Stanley Black & Decker To Buy MAX Supplier -- WSJ
January 30 2020 - 3:02AM
Dow Jones News
By Robert Barba
This article is being republished as part of our daily
reproduction of WSJ.com articles that also appeared in the U.S.
print edition of The Wall Street Journal (January 30, 2020).
Stanley Black & Decker Inc. agreed to buy Consolidated
Aerospace Manufacturing LLC for as much as $1.5 billion, with at
least part of the consideration contingent upon the Boeing 737 MAX
returning to service.
Stanley said $200 million of the purchase price for the
specialty-fasteners manufacturer will be held back and is
contingent on the Federal Aviation Administration allowing the MAX
to return to service and Boeing Co. achieving certain production
levels.
Regulators around the world grounded the MAX last year following
two crashes of the plane that resulted in the death of 346
people.
Bankers said the MAX crisis had stalled the frenetic pace of
deal making among companies supplying Boeing and Airbus SE, which
have a combined backlog of around 13,000 jetliners.
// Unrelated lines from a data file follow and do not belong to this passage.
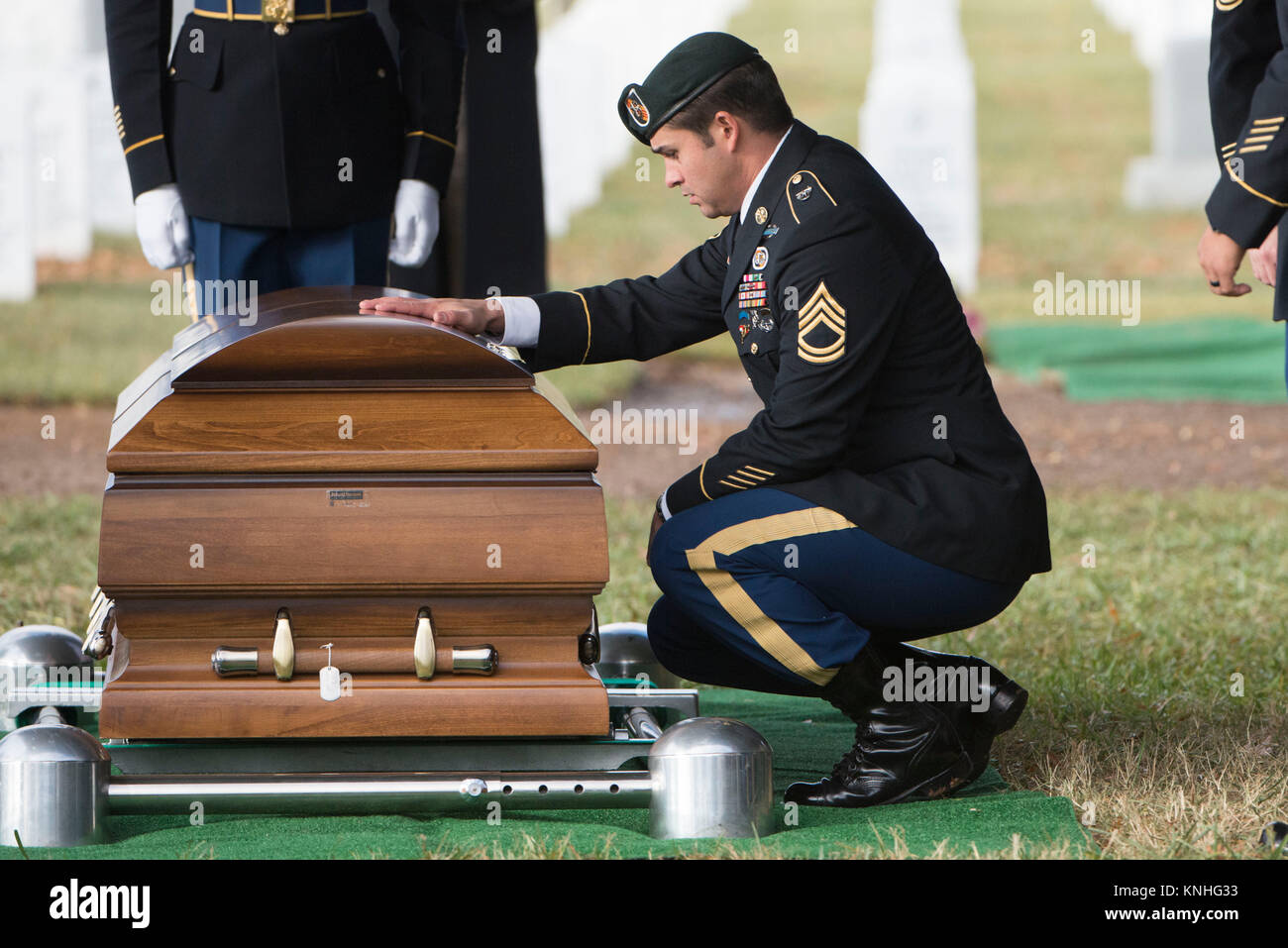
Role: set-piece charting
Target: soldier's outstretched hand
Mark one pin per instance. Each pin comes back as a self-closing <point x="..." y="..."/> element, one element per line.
<point x="468" y="316"/>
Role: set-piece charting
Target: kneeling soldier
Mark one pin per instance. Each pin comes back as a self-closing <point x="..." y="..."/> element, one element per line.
<point x="880" y="496"/>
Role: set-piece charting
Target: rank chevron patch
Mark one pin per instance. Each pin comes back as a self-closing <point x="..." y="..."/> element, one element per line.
<point x="822" y="313"/>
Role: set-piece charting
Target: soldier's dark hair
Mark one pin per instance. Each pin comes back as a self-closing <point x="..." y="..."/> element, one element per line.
<point x="750" y="91"/>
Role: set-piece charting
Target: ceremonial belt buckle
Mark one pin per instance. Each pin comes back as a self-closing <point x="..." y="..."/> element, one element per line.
<point x="281" y="13"/>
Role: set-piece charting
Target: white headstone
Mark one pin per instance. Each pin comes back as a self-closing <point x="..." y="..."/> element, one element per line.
<point x="1181" y="170"/>
<point x="917" y="127"/>
<point x="17" y="226"/>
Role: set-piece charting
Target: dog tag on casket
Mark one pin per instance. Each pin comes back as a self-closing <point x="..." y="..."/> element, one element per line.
<point x="330" y="681"/>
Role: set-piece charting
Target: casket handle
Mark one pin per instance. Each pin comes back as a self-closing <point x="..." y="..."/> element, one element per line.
<point x="423" y="649"/>
<point x="283" y="647"/>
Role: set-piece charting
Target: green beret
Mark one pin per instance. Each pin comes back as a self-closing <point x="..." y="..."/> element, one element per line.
<point x="684" y="73"/>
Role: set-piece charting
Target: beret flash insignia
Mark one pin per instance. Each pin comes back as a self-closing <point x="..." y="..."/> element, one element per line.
<point x="636" y="107"/>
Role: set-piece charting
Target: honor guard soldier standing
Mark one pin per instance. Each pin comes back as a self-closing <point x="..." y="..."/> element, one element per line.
<point x="281" y="129"/>
<point x="880" y="496"/>
<point x="1248" y="98"/>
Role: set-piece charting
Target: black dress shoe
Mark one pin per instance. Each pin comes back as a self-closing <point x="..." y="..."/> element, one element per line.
<point x="902" y="750"/>
<point x="977" y="727"/>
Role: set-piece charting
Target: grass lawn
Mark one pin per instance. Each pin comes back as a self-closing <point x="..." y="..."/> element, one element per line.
<point x="1131" y="664"/>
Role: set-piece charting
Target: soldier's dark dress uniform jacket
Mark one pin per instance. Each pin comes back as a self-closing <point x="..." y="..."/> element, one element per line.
<point x="254" y="120"/>
<point x="876" y="399"/>
<point x="1248" y="98"/>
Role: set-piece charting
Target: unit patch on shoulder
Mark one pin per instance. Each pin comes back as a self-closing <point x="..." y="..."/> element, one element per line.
<point x="820" y="337"/>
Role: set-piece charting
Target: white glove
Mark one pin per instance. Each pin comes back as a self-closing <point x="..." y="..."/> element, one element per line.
<point x="415" y="223"/>
<point x="162" y="227"/>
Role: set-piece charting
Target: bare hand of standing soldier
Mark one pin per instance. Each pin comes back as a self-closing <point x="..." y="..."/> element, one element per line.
<point x="1265" y="260"/>
<point x="1220" y="258"/>
<point x="475" y="317"/>
<point x="652" y="532"/>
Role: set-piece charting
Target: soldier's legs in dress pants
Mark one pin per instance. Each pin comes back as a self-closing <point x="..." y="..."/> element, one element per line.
<point x="769" y="591"/>
<point x="279" y="258"/>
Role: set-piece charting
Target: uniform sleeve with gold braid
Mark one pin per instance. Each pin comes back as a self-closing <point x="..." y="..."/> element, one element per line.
<point x="829" y="348"/>
<point x="1248" y="98"/>
<point x="138" y="44"/>
<point x="635" y="318"/>
<point x="430" y="65"/>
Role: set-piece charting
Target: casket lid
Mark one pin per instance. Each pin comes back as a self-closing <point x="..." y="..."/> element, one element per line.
<point x="317" y="335"/>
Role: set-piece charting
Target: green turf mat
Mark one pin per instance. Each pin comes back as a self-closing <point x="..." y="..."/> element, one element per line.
<point x="806" y="736"/>
<point x="1212" y="359"/>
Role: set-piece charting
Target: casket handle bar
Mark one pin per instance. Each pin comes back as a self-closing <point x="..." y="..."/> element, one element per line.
<point x="283" y="647"/>
<point x="98" y="643"/>
<point x="228" y="661"/>
<point x="465" y="660"/>
<point x="423" y="651"/>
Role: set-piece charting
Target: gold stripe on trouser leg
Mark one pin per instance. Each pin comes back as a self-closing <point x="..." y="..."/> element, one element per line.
<point x="741" y="607"/>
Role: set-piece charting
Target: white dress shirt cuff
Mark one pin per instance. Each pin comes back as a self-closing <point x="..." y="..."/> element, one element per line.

With MAX
production halted, valuation has become tougher, and many firms are
pivoting toward more work for Airbus and military products to
dilute their exposure to Boeing.
However, continuing industry consolidation also helps Boeing by
creating stronger suppliers better able to withstand the halt in
MAX output, said Chris Higgins, a principal at consultant Avascent
who advises on aerospace M&A.
The effects of the grounding have rippled through several
suppliers. Spirit AeroSystems Holdings Inc., one of the biggest
suppliers for the MAX, said earlier this month it was planning to
lay off 2,800 staffers given the uncertainty of MAX production.
Arconic Inc. said earlier this week it expected to lose $400
million in sales and could cut jobs this year as a result of the
halted production.
Consolidated Aerospace, which also makes components for the
defense markets, had roughly $375 million in revenue in the last
year. Stanley on Wednesday reported 2019 revenue of $14.44 billion,
with earnings of $3.99 a share.
Stanley said the deal could add between 30 cents and 40 cents a
share of earnings by its third year.